WARTAWAN bodrek, siang itu, lagi kumpul-kumpul di warung kopi tempat biasa nongkrong. Hari itu, mereka sudah mengincar pejabat yang akan dimintai uang. Salah satu pejabat yang akan jadi sasaran ialah yang bertugas di kantor Pekerjaan Umum di kota dekat laut.
Setelah diskusi singkat, mereka pergi dari warung kopi. Mereka memacu kencang sepeda motornya agar segera sampai di kantor PU.
Tak lama kemudian, mereka tiba di tempat tujuan. Sesampai di sana, mata mereka liar, mencari sang pejabat. Tengok sana-tengok sini. Tapi, tak ada pejabat yang terlihat menarik.
Lantas, mereka mencari ke ruangan sang pejabat yang tadi diincar. Pejabat PU ini jadi sasaran karena paling banyak proyek di departemen itu. Dan sebagian proyek di dinas ini, punya masalah. Mulai soal curangnya tender proyek sampai pengerjaan yang tidak sesuai bestek atau ketentuan yang berlaku.
Wartawan ini memiliki semua data soal itu. Tinggal bagaimana cara mengolahnya yang bagus agar si pejabat mau membagi uang korupsinya.
Sampai di depan pintu, wartawan lapor dengan ajudan pejabat tadi dan singkat cerita mereka langsung dipersilahkan masuk.
Dengan wajah sok sangar, sang wartawan mulai keluarkan pena, kertas, tape recorder, dan kamera.
Wartawan tanya sana-tanya sini dengan nada sinis. Sang pejabat pun hanya diam saja atas tingkah wartawan ini. Lalu mereka mengatakan punya data proyek bermasalah.

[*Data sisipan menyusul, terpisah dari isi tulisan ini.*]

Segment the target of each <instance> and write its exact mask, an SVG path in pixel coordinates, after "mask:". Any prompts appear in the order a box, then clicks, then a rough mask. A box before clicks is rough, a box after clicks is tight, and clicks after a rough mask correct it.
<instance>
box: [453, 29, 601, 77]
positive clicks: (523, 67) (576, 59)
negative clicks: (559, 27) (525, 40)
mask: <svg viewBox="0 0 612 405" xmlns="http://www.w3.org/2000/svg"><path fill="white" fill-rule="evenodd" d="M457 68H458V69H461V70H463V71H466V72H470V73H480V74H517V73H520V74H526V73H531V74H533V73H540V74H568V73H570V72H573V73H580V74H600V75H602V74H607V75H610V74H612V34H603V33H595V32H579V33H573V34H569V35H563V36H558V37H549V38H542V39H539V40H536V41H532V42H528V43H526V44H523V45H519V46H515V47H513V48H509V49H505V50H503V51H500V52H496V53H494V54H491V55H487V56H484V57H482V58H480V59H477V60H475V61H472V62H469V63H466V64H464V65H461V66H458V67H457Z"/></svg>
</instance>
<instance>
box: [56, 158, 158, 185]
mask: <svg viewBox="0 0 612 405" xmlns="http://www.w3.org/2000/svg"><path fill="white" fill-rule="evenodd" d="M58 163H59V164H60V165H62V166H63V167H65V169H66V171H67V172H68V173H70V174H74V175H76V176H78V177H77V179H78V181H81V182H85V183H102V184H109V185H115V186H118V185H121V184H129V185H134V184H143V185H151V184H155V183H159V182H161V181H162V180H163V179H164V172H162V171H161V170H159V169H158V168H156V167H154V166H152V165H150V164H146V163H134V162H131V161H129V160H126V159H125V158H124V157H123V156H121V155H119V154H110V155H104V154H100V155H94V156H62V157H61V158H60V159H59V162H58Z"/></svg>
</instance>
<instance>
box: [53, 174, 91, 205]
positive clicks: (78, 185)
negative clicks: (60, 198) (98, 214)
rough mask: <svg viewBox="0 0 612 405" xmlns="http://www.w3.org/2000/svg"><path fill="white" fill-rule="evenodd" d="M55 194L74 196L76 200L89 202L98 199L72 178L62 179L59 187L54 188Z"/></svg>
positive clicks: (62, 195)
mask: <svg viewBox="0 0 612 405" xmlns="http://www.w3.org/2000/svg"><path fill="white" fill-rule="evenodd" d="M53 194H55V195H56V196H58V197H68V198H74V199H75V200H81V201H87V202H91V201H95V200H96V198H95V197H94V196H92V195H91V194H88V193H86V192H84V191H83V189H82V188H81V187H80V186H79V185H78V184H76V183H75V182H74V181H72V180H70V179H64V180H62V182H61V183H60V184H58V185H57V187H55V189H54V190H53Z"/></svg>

Pejabat itu kemudian tidak bisa berkutik atas data-data yang ditunjukan wartawan tadi. Sang pejabat bingung tidak tahu harus menjawab apa. Pokoknya pejabat ini pada intinya sudah bersedia untuk membayar 86 alias menyuap wartawan agar tidak perlu membesar-besarkan soal proyek itu.
Tapi rupanya wartawan ini terus menerus mencoba menekan metal sang pejabat. Mungkin berharap kalau sudah tak berkutik sama sekali, lantas akan dikasih uang lebih banyak.
Salah satu wartawan bilang begini, "Bapak jangan macam-macam ya, diproyek yang bapak kerjakan banyak masalah tuh."
Pejabat, "Nggak semua bermasalah pak.” Sambil senyum-senyum, ia melanjutkan, “Masak nggak bisa kita damai sih pak."
Wartawan, "Eh bapak jangan coba-coba merayu saya ya, Nanti kalau saya infus bapak, pasti ditangkap jaksa."
Pejabat, "Salah pak wartawan, ekspos maksudnya, bukan infus."
Wartawan agak kaget karena salah bicara, lalu meninggikan suara, "Iya, itu maksud saya."
Sang pejabat yang tadinya takut, malah sekarang tak gentar dengan wartawan bodrek itu. Ia kembali percaya diri karena sekarang tahu sedang menghadapi wartawan dari media tidak jelas yang cuma berani gertak. Masa mau ekspos berita, dibilang infus.
"Silahkan bapak infus saya sekarang juga."